If Ubuntu 24.04 with Jazzy is used, then run

source /opt/ros/jazzy/setup.bash
source install/setup.bash
ros2 launch pointcloud_groundfloor_segmentation pointcloud_groundfloor_segmentation_launch.py

The input topic name can be provided using the commandline parameter pointcloud_topic.

One can view the list of running ROS 2 topics by typing ros2 topic list in a terminal.

/input/points
/parameter_events
/pseudo_camera/depth/camera_info
/pseudo_camera/depth/image_rect_raw
/rosout
/segmentation/labeled_points
/segmentation/obstacle_points
/tf
/tf_static

Note

Your topic list may differ, if you use additional ROS 2 nodes or other camera settings.

The LiDAR node, that needs to be started in parallel, has to provide the topic /input/points otherwise the topic has to be remapped.

Adjusting Application Parameters

The ROS 2 node supports a set of parameters, that can be found under:

/opt/ros/humble/share/pointcloud_groundfloor_segmentation/params/

There is one example configuration how the application's output can be used for the ROS 2 nav2 application, and a second file providing parameter values for the segmentation task. These include:

  • base_frame: This is the ROS 2 TF frame that the underlying algorithm operates on. The default value is base_link. There must be a complete transform between the sensor frame and this base_frame.

  • use_best_effort_qos: Defines if best_effort QoS should be used. By default reliable is used.

  • sensor.name: Name of the connected sensor e.g. camera or realsense_camera. The default is camera. This is the prefix of the input topic, e.g. /camera/depth/image_rect_raw.

  • sensor.max_surface_height: The maximum height of a perfectly flat groundfloor. Default value is 0.05 meter. If no incline is detected, measurements higher than this value will be flagged as obstacle.

  • sensor.min_distance_to_ego: Sensor measurements closer than this value are ignored during processing. Default value is 0.4 meter.

  • sensor.max_incline: The maximum allowed incline (or decline) of a ramp on the groundfloor. If an incline above this value is detected, the corresponding points will no longer receive the label groundfloor. The default value is 15 degrees.

  • sensor.robot_height: Measurements above this value do not impose a collision risk for the robot and will be flagged as above. The default value is 2.0 meter.

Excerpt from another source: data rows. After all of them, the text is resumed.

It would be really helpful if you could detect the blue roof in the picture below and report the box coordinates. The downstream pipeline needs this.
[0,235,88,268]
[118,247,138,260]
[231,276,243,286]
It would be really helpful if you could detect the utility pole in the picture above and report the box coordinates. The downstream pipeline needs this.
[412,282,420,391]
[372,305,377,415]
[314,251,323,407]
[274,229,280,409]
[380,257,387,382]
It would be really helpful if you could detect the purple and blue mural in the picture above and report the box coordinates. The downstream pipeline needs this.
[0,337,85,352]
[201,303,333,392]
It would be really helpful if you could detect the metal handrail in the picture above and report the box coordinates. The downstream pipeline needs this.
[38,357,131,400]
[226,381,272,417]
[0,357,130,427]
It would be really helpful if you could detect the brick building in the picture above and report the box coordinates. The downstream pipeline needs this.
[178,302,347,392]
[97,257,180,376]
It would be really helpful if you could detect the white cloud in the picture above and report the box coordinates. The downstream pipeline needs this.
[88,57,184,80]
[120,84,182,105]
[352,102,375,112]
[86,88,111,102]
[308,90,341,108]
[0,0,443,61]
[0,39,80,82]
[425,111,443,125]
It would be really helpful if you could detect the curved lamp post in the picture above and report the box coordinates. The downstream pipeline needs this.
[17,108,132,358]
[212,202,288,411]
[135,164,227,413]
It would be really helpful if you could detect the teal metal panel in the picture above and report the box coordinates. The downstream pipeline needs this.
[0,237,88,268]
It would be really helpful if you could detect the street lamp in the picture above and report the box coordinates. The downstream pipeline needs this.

An example illustrating these parameters is provided in the image below:

Parameters Illustration Visual representation of segmentation parameters

Requirements

To achieve optimal output quality, it is essential to fulfill following requirements:

  • The input sensor should be forward facing, ideally in parallel to the groundfloor.
  • The ROS 2 TF tree between base_frame and the sensor frame must be complete.
  • Satisfactory input data quality is crucial. Incomplete depth images or pointclouds may result in incorrect labels.

Troubleshooting

  • Failed to install Deb package: Please make sure to run sudo apt update before installing the necessary Deb packages.
  • Stopping the demo: You can stop the demo anytime by pressing ctrl-C.
  • Segmentation quality issues: The quality of the segmentation and labeling depends on the quality of the input data. Noisy data, especially major outliers could result in wrong labels. If this is the case, the input data should be pre-processed to reduce noise.

Documentation

Comprehensive documentation on this component is available here: dev guide.

License

groundfloor is licensed under Apache 2.0 License.